I didn't like this book and was validated when I read other reviews. I found most of the characters difficult, the plot confusing, and I tried to get into it . I finally followed the plot the second time I read it. Mitch and Lexa live together and their relationship has its ups and downs. Lyle is the father and he is dying of Luekemia. Mariah is Mitch's sister. She is a photographer and asks Lyle if she can take pictures of him as he goes through the dying process. This book did not come up to the level of most of Doig's other books.
Audiobook--great narrator from others in the series, Scott Sowers. Takes place years later, when the boy from English Creek has adult children. Younger daughter's perspective alternating with her partner's. They go from Seattle to stay with his dad "back home". Very good, I just like the more historic ones for some reason. Pretty clean, with reasonable references to sex or body parts to be expected from a realistic narrative. Swearing isn't a big deal, but it's there.

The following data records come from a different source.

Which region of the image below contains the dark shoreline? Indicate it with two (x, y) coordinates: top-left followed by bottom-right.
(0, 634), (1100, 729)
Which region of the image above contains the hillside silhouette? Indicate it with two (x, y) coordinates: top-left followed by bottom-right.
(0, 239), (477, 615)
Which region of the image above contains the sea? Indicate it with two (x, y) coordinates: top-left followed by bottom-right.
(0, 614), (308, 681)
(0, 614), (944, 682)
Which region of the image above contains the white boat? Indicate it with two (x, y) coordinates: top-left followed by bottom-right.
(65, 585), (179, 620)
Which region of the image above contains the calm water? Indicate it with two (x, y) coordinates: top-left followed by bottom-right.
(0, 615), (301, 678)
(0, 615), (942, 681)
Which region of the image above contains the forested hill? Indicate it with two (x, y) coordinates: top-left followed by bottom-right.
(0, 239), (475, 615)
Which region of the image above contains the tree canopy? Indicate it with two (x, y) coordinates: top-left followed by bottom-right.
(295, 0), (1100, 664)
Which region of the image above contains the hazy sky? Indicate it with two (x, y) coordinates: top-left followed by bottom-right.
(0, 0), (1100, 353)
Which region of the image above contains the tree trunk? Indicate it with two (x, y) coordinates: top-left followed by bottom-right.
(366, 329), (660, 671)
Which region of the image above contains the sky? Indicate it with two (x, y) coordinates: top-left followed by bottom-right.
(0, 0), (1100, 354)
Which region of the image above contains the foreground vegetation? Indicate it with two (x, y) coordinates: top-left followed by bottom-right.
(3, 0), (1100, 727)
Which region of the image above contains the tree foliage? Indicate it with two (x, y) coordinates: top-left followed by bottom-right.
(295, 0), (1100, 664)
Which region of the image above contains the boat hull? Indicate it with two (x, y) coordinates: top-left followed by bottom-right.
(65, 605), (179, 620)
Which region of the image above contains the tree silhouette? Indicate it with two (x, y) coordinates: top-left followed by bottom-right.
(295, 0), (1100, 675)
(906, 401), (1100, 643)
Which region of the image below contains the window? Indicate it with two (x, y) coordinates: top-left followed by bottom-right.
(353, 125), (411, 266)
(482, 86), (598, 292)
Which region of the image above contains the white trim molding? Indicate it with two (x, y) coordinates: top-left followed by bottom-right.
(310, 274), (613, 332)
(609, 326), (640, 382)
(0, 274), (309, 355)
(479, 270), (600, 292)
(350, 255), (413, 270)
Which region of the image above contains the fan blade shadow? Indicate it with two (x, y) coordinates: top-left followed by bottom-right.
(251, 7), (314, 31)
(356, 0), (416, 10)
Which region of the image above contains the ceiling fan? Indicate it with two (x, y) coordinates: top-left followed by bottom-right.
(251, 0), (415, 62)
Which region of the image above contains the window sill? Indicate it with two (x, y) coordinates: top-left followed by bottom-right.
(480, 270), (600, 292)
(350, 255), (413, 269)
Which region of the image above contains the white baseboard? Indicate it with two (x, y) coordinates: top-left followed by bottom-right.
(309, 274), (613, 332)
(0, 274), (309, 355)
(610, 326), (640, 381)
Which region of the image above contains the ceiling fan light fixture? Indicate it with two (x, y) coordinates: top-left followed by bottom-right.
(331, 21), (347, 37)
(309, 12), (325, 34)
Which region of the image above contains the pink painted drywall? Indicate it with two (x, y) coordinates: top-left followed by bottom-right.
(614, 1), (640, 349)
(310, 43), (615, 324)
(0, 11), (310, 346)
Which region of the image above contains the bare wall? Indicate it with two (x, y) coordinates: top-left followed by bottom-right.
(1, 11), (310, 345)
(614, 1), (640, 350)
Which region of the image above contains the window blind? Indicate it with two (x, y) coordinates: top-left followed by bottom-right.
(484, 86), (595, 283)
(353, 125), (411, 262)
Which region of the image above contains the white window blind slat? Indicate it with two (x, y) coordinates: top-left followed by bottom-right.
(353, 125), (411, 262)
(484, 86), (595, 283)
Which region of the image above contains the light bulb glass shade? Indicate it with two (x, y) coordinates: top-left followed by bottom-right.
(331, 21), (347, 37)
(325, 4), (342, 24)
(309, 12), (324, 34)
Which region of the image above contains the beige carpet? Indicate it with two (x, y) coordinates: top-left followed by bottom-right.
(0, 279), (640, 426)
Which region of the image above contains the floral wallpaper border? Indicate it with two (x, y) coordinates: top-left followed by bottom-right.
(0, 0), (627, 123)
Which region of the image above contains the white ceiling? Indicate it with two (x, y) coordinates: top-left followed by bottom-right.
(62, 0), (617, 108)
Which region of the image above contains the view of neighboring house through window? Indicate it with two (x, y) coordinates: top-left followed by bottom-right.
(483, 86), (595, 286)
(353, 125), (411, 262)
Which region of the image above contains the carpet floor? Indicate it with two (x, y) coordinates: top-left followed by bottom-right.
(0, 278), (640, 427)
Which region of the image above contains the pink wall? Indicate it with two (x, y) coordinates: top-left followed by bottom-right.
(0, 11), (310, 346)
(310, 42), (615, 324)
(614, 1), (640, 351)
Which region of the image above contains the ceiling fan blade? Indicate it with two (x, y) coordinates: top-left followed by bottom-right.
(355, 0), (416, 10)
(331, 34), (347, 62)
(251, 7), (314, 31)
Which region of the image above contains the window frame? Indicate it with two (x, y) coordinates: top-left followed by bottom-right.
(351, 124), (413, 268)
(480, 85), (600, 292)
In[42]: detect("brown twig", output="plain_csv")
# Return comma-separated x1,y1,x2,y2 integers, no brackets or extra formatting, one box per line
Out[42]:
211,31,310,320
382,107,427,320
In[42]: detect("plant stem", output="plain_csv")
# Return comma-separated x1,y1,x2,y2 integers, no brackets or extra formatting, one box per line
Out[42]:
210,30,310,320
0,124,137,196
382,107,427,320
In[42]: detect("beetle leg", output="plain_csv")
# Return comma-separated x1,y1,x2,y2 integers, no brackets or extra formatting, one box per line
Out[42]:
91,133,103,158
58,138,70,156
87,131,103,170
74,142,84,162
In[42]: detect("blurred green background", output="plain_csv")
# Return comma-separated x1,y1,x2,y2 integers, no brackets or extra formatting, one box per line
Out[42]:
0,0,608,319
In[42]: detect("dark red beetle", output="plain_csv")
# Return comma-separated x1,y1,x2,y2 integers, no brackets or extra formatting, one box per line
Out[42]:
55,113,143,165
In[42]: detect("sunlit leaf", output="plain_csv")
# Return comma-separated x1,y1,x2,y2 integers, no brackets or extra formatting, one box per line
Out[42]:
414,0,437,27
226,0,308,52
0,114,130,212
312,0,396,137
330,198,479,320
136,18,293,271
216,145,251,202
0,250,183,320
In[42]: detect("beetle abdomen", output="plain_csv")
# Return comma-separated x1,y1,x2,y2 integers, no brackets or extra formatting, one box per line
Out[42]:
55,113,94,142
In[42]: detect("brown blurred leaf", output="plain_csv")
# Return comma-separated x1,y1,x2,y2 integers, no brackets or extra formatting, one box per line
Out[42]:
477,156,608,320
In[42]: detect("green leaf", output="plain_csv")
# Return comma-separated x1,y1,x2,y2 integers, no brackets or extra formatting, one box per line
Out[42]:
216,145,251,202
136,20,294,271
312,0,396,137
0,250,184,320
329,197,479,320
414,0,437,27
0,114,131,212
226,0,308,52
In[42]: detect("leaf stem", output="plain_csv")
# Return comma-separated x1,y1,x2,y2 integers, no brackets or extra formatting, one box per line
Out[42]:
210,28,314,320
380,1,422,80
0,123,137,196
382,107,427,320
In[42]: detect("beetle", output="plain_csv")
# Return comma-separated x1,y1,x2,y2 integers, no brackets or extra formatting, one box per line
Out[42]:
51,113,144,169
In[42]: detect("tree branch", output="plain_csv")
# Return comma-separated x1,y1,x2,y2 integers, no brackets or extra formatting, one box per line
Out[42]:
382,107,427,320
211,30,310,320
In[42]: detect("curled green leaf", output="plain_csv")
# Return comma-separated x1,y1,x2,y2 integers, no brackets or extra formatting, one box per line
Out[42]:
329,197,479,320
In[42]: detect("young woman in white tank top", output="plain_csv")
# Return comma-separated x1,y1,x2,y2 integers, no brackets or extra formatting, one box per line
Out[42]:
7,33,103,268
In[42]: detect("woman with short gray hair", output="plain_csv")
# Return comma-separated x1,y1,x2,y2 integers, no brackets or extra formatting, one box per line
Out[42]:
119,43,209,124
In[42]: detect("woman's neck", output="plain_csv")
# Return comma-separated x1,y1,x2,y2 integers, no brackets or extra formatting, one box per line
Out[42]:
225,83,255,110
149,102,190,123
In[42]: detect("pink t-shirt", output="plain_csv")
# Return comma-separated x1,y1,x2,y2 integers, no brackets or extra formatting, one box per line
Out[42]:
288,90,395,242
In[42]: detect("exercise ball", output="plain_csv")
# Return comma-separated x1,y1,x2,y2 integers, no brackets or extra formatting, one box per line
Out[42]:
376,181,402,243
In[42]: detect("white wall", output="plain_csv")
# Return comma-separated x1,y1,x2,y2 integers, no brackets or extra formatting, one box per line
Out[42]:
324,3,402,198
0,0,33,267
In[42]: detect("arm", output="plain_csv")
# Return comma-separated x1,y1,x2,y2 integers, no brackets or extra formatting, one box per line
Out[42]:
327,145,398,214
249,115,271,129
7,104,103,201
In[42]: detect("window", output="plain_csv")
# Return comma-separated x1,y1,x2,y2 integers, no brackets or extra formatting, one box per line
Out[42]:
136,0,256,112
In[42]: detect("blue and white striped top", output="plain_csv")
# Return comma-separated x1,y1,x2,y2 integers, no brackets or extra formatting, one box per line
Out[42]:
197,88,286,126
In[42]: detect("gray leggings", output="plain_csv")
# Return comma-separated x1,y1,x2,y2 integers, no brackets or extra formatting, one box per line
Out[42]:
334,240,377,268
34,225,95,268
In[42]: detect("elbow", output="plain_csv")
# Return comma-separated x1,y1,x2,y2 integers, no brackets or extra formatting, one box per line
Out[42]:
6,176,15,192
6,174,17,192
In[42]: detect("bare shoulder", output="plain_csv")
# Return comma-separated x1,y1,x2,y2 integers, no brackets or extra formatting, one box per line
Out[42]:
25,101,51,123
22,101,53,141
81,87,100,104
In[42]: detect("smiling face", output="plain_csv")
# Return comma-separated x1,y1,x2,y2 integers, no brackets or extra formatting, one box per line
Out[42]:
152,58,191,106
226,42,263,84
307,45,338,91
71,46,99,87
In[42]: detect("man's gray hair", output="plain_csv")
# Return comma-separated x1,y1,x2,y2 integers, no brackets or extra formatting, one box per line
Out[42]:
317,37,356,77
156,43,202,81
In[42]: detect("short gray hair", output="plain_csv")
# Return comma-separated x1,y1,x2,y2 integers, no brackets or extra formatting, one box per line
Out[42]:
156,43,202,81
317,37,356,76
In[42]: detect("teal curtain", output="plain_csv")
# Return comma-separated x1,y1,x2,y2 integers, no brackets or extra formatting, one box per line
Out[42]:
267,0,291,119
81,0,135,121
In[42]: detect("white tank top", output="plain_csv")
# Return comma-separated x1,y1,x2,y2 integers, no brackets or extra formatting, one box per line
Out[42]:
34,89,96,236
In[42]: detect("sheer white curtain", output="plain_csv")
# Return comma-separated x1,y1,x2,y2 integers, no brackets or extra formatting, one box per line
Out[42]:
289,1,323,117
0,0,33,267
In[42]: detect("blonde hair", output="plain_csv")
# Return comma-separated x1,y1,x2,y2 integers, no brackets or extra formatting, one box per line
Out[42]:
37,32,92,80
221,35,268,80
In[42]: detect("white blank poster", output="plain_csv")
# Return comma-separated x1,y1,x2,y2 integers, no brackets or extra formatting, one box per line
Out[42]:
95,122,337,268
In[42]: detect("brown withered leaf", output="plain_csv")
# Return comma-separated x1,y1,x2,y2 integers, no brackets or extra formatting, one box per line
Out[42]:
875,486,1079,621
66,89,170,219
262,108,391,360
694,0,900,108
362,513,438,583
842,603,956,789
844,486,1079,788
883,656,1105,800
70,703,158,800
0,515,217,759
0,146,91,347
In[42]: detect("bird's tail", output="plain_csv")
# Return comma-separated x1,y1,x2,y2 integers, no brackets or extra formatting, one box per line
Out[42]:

Facing a crisis at his failing newspaper, an environmental reporter is called by his father to settle his estate in the family’s hometown. Arriving at his family’s home, the reporter is confronted by a junk yard of farming equipment and another get rich scheme by his father. Asking for his live in partner to help him sort out the mess, leads to a complex set of relationships that is the heart of the story. Great plot set in the Montana mountains.
I met Ivan Doig at the Wallace Stegner Symposium in Missoula, Montana shortly after Stegner's passing. Doig and Kitteredge presented on a panel on the 1st day. Both authors have written superb works. I would classify Mountain Time as a prime example of Doig's writing skills. Although the novel is part of a 5 book series it clearly stands alone and is full of classic Doig lines.
When I read Doig’s book I gain a bit more knowledge of the northwest, land especially. Although I like his writing, at times I found it to be halting, I’d have to reread the sentence. At other times it’s beautifully descriptive. The story was good, although a little predictable. I think for this Doig book I’d give it 3 1/2 stars.
This book is a treasure! So far, I have loved every one of the books I’ve read written by this author and this one is no exception. It is multi-layered, multi generational, and takes the reader on a tour of wilderness areas all around the world as the beloved saga of the Two Medicine continues. Heartily recommend this to all.
A few chapters in, I almost stopped listening to this story. After reading other reviews, I decided to plow on through...in spite of the monotonous, droning narration. That was a mistake. I found little about this book to be redeemable other than the descriptions of natural scenery.
I like other Ivan Doig books, but this one is a dud.